How Perplexity and ChatGPT Choose Sources: An AEO Deep Dive
How AI Answer Engines Work
The Basic Architecture
User query
│
▼
┌────────────────────────────┐
│ Query Understanding │
│ - Intent classification │
│ - Entity recognition │
│ - Topic identification │
└─────────────┬──────────────┘
│
▼
┌────────────────────────────┐
│ Source Retrieval │
│ - Web search/index │
│ - Knowledge base │
│ - Trusted sources │
└─────────────┬──────────────┘
│
▼
┌────────────────────────────┐
│ Source Evaluation │
│ - Authority scoring │
│ - Relevance matching │
│ - Freshness check │
└─────────────┬──────────────┘
│
▼
┌────────────────────────────┐
│ Answer Synthesis │
│ - Information extraction │
│ - Citation assignment │
│ - Response generation │
└────────────────────────────┘The Key Insight
AI systems don't just find information—they evaluate which sources deserve to be cited. This evaluation happens before the answer is generated.

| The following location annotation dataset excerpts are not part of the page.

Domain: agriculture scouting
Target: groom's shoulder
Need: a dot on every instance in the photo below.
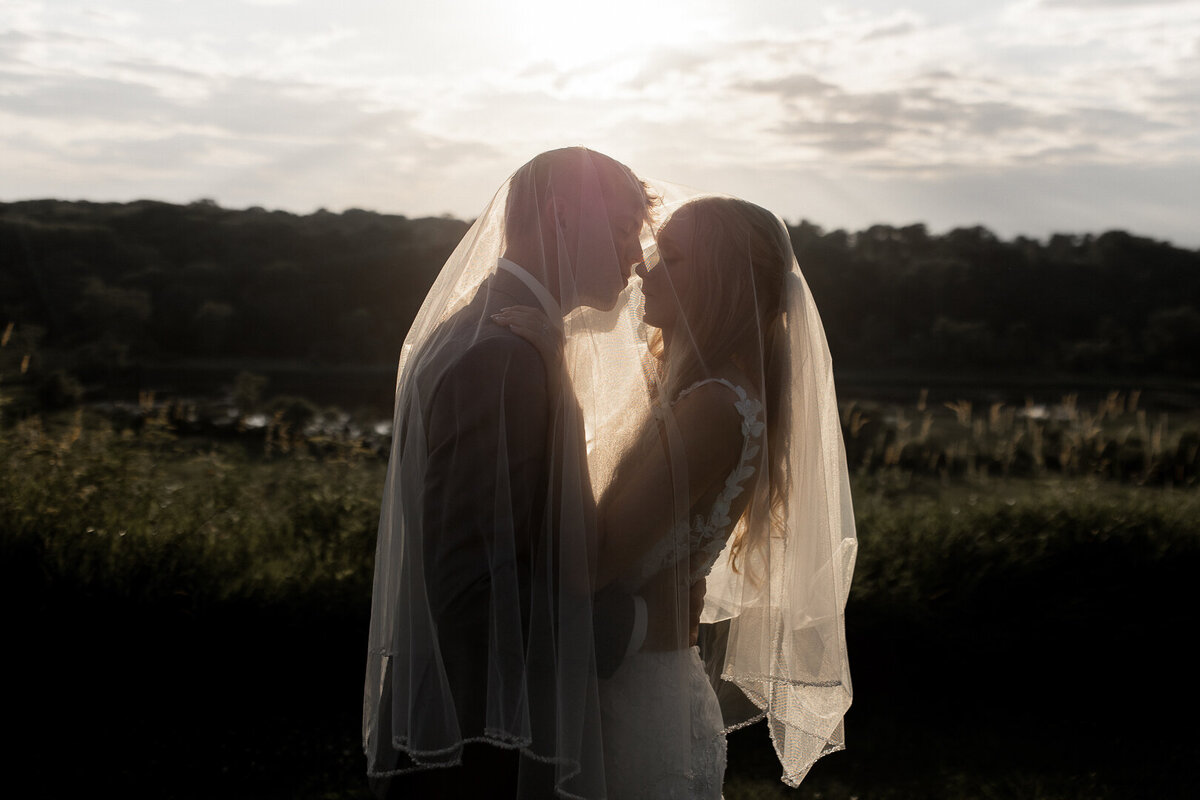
(498, 355)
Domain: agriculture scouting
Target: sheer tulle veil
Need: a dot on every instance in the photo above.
(574, 223)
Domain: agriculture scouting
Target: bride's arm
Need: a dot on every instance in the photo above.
(640, 507)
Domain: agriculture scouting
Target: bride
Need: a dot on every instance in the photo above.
(735, 475)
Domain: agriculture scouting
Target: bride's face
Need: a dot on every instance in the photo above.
(667, 284)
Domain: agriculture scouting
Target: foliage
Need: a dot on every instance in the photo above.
(118, 284)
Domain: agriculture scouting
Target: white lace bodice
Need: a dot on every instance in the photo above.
(707, 533)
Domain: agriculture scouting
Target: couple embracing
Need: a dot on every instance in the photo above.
(617, 519)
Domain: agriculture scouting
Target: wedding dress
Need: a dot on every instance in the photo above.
(645, 757)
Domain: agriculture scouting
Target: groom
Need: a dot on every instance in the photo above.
(487, 408)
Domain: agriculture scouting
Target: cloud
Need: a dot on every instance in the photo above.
(1109, 4)
(888, 31)
(796, 85)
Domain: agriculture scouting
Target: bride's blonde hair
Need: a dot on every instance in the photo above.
(735, 312)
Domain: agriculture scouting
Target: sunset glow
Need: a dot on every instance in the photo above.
(1032, 116)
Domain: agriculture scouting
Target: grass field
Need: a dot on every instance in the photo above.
(189, 619)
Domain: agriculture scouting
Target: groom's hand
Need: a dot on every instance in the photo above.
(695, 606)
(666, 626)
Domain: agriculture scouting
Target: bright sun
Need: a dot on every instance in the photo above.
(576, 34)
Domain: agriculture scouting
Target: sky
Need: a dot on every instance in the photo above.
(1029, 116)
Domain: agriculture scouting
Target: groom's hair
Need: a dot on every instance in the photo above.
(561, 176)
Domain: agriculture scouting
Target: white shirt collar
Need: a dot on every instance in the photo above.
(547, 300)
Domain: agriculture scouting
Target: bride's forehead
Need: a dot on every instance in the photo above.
(678, 227)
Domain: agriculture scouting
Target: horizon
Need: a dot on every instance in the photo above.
(790, 222)
(1029, 118)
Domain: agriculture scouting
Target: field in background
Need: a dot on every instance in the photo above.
(191, 609)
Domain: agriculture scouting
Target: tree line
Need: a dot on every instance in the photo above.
(108, 284)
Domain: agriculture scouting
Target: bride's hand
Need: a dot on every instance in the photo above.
(535, 328)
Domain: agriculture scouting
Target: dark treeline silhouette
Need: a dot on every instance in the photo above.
(108, 284)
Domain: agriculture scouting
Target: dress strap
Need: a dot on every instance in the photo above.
(741, 392)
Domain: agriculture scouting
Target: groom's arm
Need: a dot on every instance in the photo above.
(486, 467)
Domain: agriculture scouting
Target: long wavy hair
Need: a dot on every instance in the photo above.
(735, 313)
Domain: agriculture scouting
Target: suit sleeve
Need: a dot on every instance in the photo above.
(486, 473)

The Source Selection Process
Step 1: Candidate Retrieval
AI first gathers potential sources:
| Method | What Gets Retrieved |
|---|---|
| Web search | Top-ranking pages for query |
| Index lookup | Pre-crawled authoritative sources |
| Knowledge base | Verified facts and entities |
Step 2: Authority Evaluation
Sources are scored on trust signals:
Authority Score =
Domain reputation (30%)
+ Topic expertise (25%)
+ Content freshness (20%)
+ External validation (15%)
+ Technical quality (10%)Step 3: Relevance Matching
How well does the source answer the query?
| Factor | Evaluation |
|---|---|
| Topic alignment | Does content cover query topic? |
| Answer presence | Is there a direct answer? |
| Depth | How thoroughly is topic covered? |
| Specificity | Does it match query specificity? |
Step 4: Citation Assignment
Deciding what to cite:
- Factual claims → Cite authoritative source
- Statistics → Cite original research
- Definitions → Cite recognized authority
- Opinions → Cite expert or don't cite
Perplexity's Citation System
How Perplexity Works
Perplexity is explicitly designed as an "answer engine" with visible citations:
Query: "What is the best CRM for startups?"
Perplexity response:
"For startups, HubSpot CRM is often recommended as the
best option due to its free tier and scalability [1].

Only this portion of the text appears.